Duchamp’s ‘Readymades’ were objects left untouched and untampered with presented as completed works of art. These included a bicycle wheel, a bottle rack and a shovel which Duchamp titled ‘In Advance Of A Broken Arm’. This type of creation is both limitless and limited. Anything could truly be a Readymade, but Duchamp chose his items carefully based on their ‘visual indifference’, and spent months analysing his own work, primarily in his own mind. He was a thinker as much as he was an artist, living a simple life in a small apartment, occasionally writing, smoking cigars, watching the world go by. Duchamp’s art making culminated in a piece titled The Bride Stripped Bare By Her Bachelors, Even, which he worked on from 1915 to 1923. This large panel of glass, wire, foil and dust is unclassifiable and baffling, presenting Duchamp’s ideas about art on a larger, more grandiose scale.
Moving on from Readymades, Duchamp became interested in what he called ‘Rotoreliefs’. These worked in a similar way to spinning top toys. Duchamp would paint on cardboard and spin the cardboard on a turntable, creating a hypnotic, three-dimensional effect. Whilst a commercial failure, Duchamp’s Rotoreliefs presented a challenge to the world of art and film, with Duchamp truly challenging the extents and the purpose of retinal art.
Duchamp’s new venture led to a six-minute film titled Anemic Cinema. Created in collaboration with Surrealist photographer and filmmaker Man Ray and the screenwriter and director Marc Allegret, Anemic Cinema alternates between whirling Rotoreliefs and French puns. Punning was a passion of Duchamp’s, one he explored through his female alter ego Rrose Selavy (Eros, c’est la vie, loosely translated as ‘Eros, such is life’).
While the puns are untranslatable into English, the simplicity of the film is recognisable by all. Focusing on shapes and image, and the effect of words rather than words themselves, Duchamp brought his ideas about conceptual art to film. Anemic Cinema is a film about the mind rather than about art or the meaning behind art. The apparent meaningless of the film is exactly what Duchamp intended; film as a thought process rather than as a complete, polished piece of work.
The Dadaists, of whom Duchamp was an idol, and later on the Surrealists, worked steadfastly within the anti-art realm.
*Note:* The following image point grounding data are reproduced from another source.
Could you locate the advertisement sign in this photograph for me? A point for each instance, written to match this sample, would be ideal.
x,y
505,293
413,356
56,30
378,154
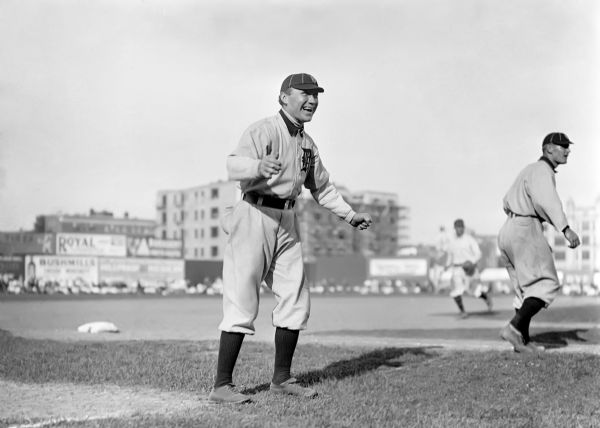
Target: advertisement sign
x,y
85,244
11,267
65,270
146,271
153,247
14,243
398,267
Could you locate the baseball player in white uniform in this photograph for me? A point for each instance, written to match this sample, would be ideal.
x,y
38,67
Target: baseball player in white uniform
x,y
463,255
274,159
531,200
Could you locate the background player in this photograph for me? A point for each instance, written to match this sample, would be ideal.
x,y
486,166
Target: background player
x,y
463,255
273,160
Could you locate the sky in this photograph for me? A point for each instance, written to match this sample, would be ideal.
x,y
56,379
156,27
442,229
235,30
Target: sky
x,y
104,103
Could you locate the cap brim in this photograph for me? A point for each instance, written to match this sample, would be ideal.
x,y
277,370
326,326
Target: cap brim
x,y
309,88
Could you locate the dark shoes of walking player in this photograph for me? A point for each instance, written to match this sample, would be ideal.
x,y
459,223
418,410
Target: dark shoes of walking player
x,y
515,338
291,387
227,394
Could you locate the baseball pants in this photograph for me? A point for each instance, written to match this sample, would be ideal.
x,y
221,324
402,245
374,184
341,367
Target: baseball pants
x,y
461,283
263,246
528,259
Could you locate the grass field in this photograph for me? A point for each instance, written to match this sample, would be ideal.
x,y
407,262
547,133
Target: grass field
x,y
164,383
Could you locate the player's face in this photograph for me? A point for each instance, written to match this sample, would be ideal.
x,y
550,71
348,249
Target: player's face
x,y
459,230
300,105
559,154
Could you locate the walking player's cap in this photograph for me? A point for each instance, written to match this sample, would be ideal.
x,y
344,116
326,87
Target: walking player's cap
x,y
301,81
557,138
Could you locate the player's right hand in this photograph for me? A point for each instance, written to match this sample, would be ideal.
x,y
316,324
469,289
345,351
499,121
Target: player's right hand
x,y
269,166
572,238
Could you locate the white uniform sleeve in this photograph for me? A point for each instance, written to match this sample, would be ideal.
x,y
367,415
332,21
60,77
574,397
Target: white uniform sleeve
x,y
475,250
541,186
243,163
324,191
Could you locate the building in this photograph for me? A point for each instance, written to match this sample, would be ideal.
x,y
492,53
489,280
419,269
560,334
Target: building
x,y
324,234
193,216
96,222
580,264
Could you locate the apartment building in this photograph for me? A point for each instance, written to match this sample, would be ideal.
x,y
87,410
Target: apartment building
x,y
192,215
580,264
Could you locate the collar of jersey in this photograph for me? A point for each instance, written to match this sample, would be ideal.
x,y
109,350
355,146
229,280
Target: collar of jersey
x,y
545,159
292,127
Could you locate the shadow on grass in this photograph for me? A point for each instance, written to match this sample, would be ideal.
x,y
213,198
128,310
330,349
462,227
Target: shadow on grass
x,y
386,357
559,339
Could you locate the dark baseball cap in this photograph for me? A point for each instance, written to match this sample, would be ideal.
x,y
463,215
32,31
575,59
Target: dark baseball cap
x,y
302,81
557,138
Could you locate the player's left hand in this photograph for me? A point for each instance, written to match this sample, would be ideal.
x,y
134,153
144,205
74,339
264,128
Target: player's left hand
x,y
361,221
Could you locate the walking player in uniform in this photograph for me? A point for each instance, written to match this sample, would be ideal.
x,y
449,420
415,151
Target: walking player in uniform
x,y
273,160
463,255
531,200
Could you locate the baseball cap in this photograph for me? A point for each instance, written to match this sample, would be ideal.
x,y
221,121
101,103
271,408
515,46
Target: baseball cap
x,y
301,81
557,138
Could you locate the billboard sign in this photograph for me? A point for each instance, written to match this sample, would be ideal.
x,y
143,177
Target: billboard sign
x,y
85,244
398,267
61,269
153,247
14,243
147,271
11,266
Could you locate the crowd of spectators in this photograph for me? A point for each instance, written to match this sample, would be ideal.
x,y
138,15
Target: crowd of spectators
x,y
214,286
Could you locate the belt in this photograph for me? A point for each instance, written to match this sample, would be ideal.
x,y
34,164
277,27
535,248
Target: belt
x,y
513,215
269,201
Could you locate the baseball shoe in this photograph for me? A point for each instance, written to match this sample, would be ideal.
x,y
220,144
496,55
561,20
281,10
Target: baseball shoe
x,y
291,387
515,338
227,394
536,348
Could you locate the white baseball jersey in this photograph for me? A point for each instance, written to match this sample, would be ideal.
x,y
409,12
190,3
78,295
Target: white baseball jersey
x,y
264,243
460,250
523,247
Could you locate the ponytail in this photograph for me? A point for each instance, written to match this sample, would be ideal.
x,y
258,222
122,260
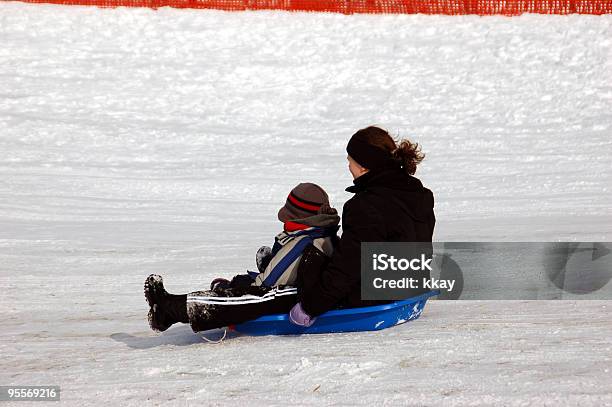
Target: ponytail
x,y
403,152
409,155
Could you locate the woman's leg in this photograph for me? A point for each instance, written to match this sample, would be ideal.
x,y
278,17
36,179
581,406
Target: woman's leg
x,y
225,307
210,309
165,309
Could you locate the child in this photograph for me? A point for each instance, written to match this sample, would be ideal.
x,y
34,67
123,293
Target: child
x,y
307,219
309,230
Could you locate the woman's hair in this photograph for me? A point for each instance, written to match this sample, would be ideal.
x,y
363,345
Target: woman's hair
x,y
405,152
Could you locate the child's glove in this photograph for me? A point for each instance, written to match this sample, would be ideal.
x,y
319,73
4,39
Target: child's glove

While their progressions and discoveries are now largely forgotten in favour of the perfectly conceived and the perfectly executed, their rebellious vision paved the way for new forms of art and a new freedom within artistic creation. Thanks to Duchamp, we now truly do accept anything as art, much to the confusion of failed art students and the trouble of creating an artistic ‘syllabus’.
By translating anti-art into anti-film, we are faced with new possibilities in terms of storytelling and the use or non-use of dialogue. If we re-embrace the surrealist vision of unbarred opportunity and creative simplicity, we can break out of the Hollywood formula.